Errance dans l'origine
Cet article est publié dans un recueil collectif (avec des textes de Tahar Bekri, Bellinda Canonne, Michel Onfray, Jean Métellus, Sophie Lucet etc.) à l'occasion du salon du livre de Caen ("Passages de témoins")
Table ronde organisée par l'Université populaire de Caen et animée par Gérard Poulouin le 15 mai 2011 à 17 h.

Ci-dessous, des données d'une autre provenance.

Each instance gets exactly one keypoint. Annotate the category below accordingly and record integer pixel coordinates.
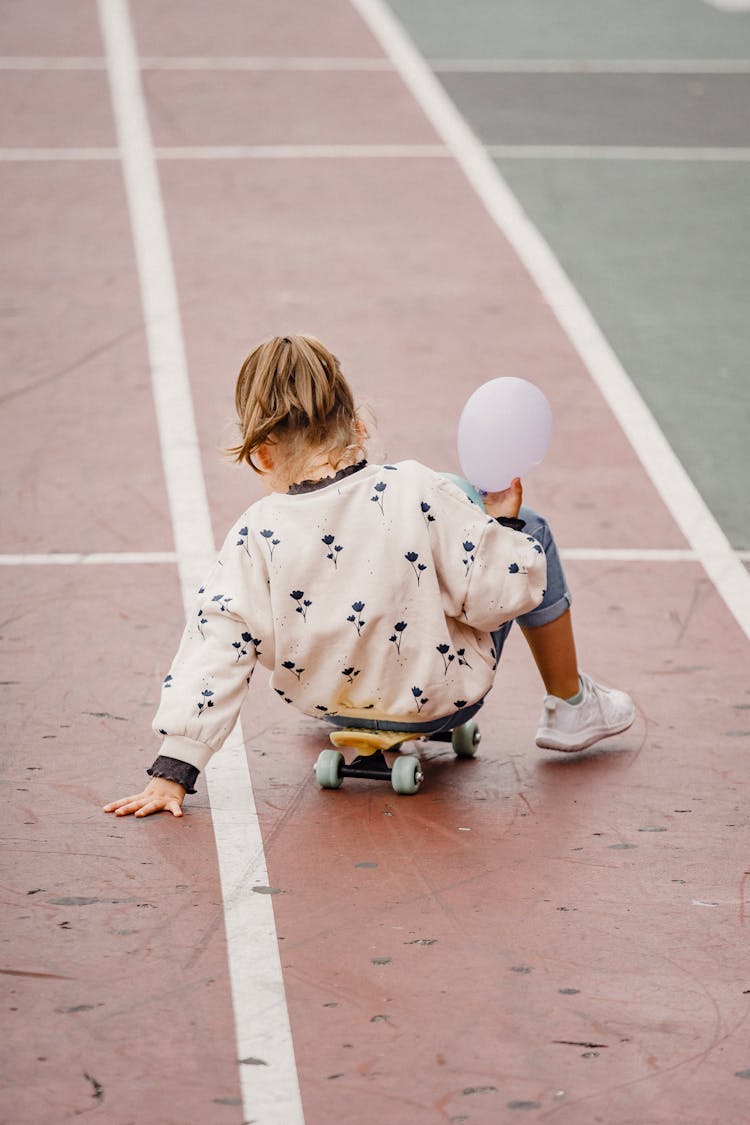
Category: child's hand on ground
(159, 794)
(506, 503)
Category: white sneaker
(602, 712)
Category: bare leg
(553, 648)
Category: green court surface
(624, 132)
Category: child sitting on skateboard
(377, 595)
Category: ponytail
(292, 387)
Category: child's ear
(263, 457)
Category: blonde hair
(291, 388)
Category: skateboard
(406, 774)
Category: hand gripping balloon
(504, 431)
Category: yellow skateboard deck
(370, 741)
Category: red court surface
(532, 937)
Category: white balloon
(504, 431)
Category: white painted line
(666, 471)
(102, 558)
(617, 152)
(270, 1092)
(590, 65)
(388, 152)
(304, 152)
(33, 155)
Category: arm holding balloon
(505, 504)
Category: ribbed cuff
(173, 770)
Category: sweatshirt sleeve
(208, 680)
(489, 573)
(507, 577)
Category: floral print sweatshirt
(372, 596)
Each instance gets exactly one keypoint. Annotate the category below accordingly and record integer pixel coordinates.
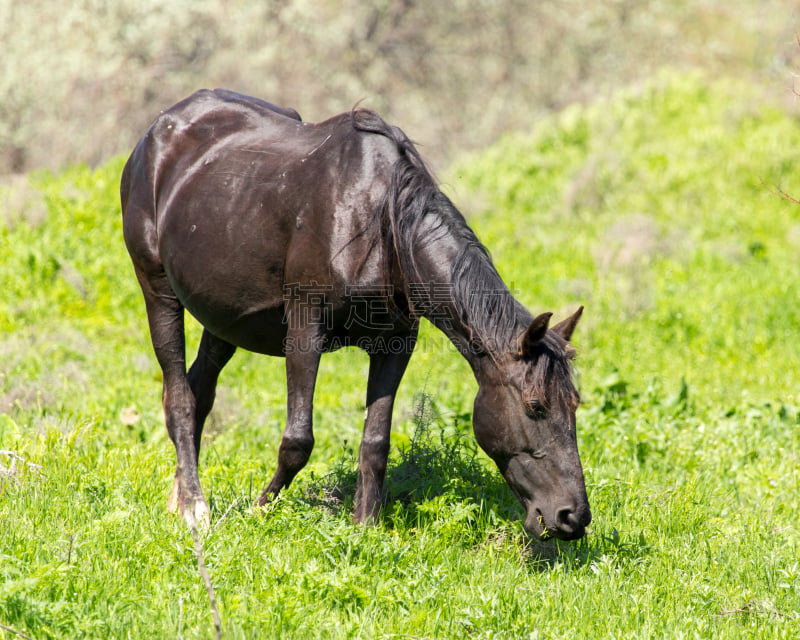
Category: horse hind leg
(212, 355)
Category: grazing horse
(291, 239)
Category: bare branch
(777, 191)
(201, 565)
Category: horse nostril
(571, 520)
(566, 519)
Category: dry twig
(201, 565)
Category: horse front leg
(385, 372)
(303, 353)
(165, 317)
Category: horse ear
(533, 334)
(566, 327)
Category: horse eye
(535, 410)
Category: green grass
(648, 208)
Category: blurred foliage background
(81, 81)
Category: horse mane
(417, 214)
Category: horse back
(236, 201)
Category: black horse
(292, 239)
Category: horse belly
(225, 262)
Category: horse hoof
(197, 515)
(172, 501)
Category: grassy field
(656, 209)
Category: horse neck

http://www.passagesdetemoins.caen.fr/2011/prog/15mai/index.asp
Errance dans l’origine
Ma patrie est où je la plante :
Terre ou mer, elle est sous la plante
De mes pieds - quand je suis debout.
Tristan Corbière
Suis-je bien né quelque part ? A cette question incongrue, j’oserai ajouter celle-ci : quand donc suis-je né ? Certes l’état civil apporte les réponses imparables : je suis venu au monde le 4 juin 1953 (lors du précédent siècle, que dis-je ? du précédent millénaire !) à Douai, dans le Nord de la France. Mais longtemps ma mère s’est plu, avec une rhétorique consommée, à brouiller les cartes : puisqu’elle n’aimait pas le Nord, je devais être né ailleurs, très loin (en ce temps de mobylette en place d’automobile, les km étaient plus longs…) dans sa région d’origine où je fus conçu. A peine si je devais suggérer que j’étais bien là. Il faut dire que Maman n’aimait pas les garçons et qu’elle a longtemps insisté pour que je sois une fille ratée… je suis donc d’une espèce assez rare. Mais c’est qu’en ces temps-là tout enfant de sexe mâle semblait voué à une guerre prochaine. Ce que lui avait affirmé quelques mois après ma naissance la sage-femme qui l’avait accouchée : « Ça fera de la belle chair à canon dans vingt ans ! ». Alors si je dois revendiquer un premier lieu c’est d’abord cette Europe nouvelle qui m’a permis d’éviter d’être victime d’un de ces massacres routiniers fomentés par des gens nés quelque part contre des gens d’ailleurs. Et, utopie majeure, j’ose même rêver, renversant toute frontière, ce monde nouveau où chaque enfant pourrait enfin vraiment « venir » sans plus de crainte. Oui, « citoyen du monde » n’est pas pour me déplaire.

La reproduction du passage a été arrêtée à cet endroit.